Pour lui, la parité de l'euro est "une décision collective, qui doit correspondre aux fondamentaux des économies de la zone euro".

"GUERRE DES MONNAIES"

"Je défends avec Pierre Moscovici, l'idée que l'Eurogroupe et la Banque centrale européenne fassent leur travail et se préparent à affronter ce qui vient d'être déclenché par de nombreux pays, à commencer par le Japon, une nouvelle guerre des monnaies, où l'affaissement des monnaies devient une arme politique", a poursuivi le ministre du Redressement productif, qui a dit s'exprimer à titre personnel.

"Je demande à ce que nous politisions davantage l'euro et que la banque centrale européenne s'occupe du taux de change", a dit Arnaud Montebourg, franchissant une première ligne rouge vis-à-vis de Berlin, où l'absence d'intervention sur la parité de la monnaie fait largement consensus.

"D'ailleurs l'Eurogroupe est chargé de dire quelle est la préférence politique vis-à-vis de la parité euro-dollar, euro-yen, euro-yuan", a-t-il poursuivi.
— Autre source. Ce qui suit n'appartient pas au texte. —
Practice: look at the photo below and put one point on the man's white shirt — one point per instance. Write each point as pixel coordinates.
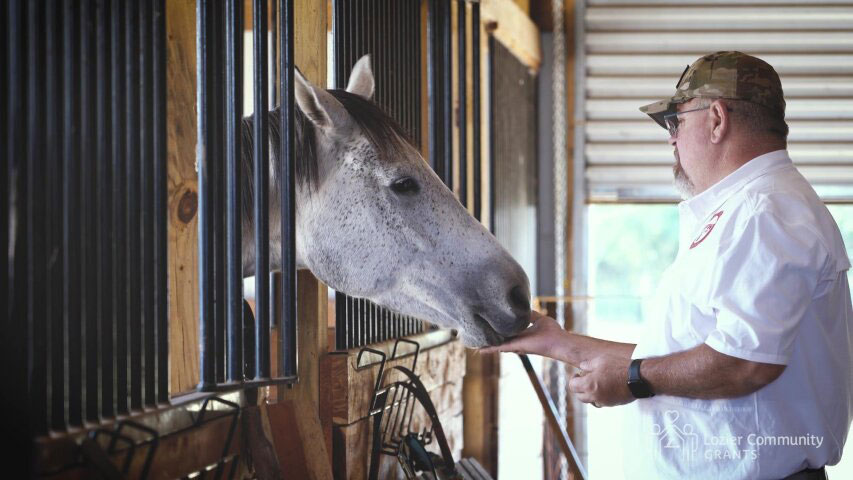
(760, 275)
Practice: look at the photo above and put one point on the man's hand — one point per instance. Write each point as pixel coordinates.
(543, 337)
(602, 381)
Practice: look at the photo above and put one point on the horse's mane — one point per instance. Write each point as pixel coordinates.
(384, 134)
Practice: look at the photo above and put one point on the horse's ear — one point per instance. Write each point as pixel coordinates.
(361, 78)
(324, 110)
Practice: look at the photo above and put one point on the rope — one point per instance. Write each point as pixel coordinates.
(560, 195)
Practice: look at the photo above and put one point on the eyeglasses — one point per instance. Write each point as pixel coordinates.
(671, 119)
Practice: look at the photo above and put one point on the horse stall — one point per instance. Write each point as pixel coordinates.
(181, 300)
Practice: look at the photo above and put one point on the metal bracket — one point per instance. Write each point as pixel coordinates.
(235, 415)
(95, 454)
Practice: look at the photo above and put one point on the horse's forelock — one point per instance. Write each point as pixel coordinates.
(384, 134)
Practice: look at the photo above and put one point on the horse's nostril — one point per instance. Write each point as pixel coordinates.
(519, 299)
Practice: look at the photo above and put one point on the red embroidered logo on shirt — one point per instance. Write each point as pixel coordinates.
(707, 230)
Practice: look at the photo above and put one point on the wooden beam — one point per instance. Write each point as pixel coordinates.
(182, 228)
(512, 26)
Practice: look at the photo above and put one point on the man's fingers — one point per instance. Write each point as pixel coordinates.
(577, 384)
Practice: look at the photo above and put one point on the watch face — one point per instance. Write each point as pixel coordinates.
(640, 389)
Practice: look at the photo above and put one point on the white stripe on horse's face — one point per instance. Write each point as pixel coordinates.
(389, 230)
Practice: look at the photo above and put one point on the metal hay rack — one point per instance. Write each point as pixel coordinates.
(396, 434)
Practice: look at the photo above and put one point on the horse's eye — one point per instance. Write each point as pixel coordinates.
(406, 186)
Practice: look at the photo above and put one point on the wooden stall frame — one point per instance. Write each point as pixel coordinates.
(509, 24)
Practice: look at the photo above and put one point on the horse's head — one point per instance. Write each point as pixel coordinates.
(380, 224)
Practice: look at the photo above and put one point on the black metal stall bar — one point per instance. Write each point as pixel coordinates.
(390, 31)
(462, 87)
(475, 106)
(235, 344)
(83, 209)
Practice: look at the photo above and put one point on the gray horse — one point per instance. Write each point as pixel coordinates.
(374, 221)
Le ministre a ensuite plaidé pour une monétisation de dettes publiques par la banque centrale européenne, agitant un deuxième chiffon rouge aux yeux des Allemands pour lesquels cette question constitue un véritable tabou.
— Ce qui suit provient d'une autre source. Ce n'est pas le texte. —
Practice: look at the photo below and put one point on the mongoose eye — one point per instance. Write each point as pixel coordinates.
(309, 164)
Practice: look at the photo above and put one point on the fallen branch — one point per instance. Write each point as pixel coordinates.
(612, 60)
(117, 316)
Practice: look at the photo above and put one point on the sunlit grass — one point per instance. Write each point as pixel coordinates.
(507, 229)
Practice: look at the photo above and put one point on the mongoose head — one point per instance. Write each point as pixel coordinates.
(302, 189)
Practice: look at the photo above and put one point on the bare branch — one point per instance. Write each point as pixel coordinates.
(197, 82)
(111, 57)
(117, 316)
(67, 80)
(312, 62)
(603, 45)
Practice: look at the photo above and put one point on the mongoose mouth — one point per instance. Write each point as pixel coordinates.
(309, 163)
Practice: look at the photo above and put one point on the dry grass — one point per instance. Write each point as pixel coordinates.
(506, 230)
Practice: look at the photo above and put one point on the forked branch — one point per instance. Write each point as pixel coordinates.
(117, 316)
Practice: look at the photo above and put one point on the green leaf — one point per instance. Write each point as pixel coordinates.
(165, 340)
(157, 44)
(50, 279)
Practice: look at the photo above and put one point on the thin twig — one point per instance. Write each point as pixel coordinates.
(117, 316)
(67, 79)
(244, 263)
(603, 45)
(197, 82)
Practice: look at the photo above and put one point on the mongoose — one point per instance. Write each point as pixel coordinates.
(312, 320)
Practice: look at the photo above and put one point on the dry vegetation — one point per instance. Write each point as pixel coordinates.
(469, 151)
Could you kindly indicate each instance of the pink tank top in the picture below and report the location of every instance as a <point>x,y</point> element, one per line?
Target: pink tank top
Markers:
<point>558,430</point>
"Je considère que la question doit être posée à la Banque centrale de faire ce que fait par exemple la banque centrale d'Angleterre qui a monétisé une partie de sa dette pour soulager le contribuable britannique", a-t-il dit en référence au programme d'achat massif d'obligations du Trésor britannique mis en oeuvre par la Banque d'Angleterre.

Arnaud Montebourg a aussi cité l'exemple américain où la banque centrale a aussi mis en oeuvre un vaste programme de rachats d'actifs dont des emprunts du Trésor.

"La Federal Reserve Bank a fait son travail pour éviter de ne pas trop aggraver les mesures d'ajustement budgétaire", a-t-il dit.

"Il y a des efforts à faire pour remettre de l'ordre dans les finances publiques mais considérer que la totalité des efforts doit porter sur les impôts et la réduction des dépenses c'est excessif", a poursuivi Arnaud Montebourg.

"Nous devons donc partager une partie des efforts entre la monétisation de la dette qui est bien naturelle puisqu'elle est directement liée aux errements du système financier bancaire que les dites banques centrales n'ont pas suffisamment surveillé dans le passé", a estimé le ministre.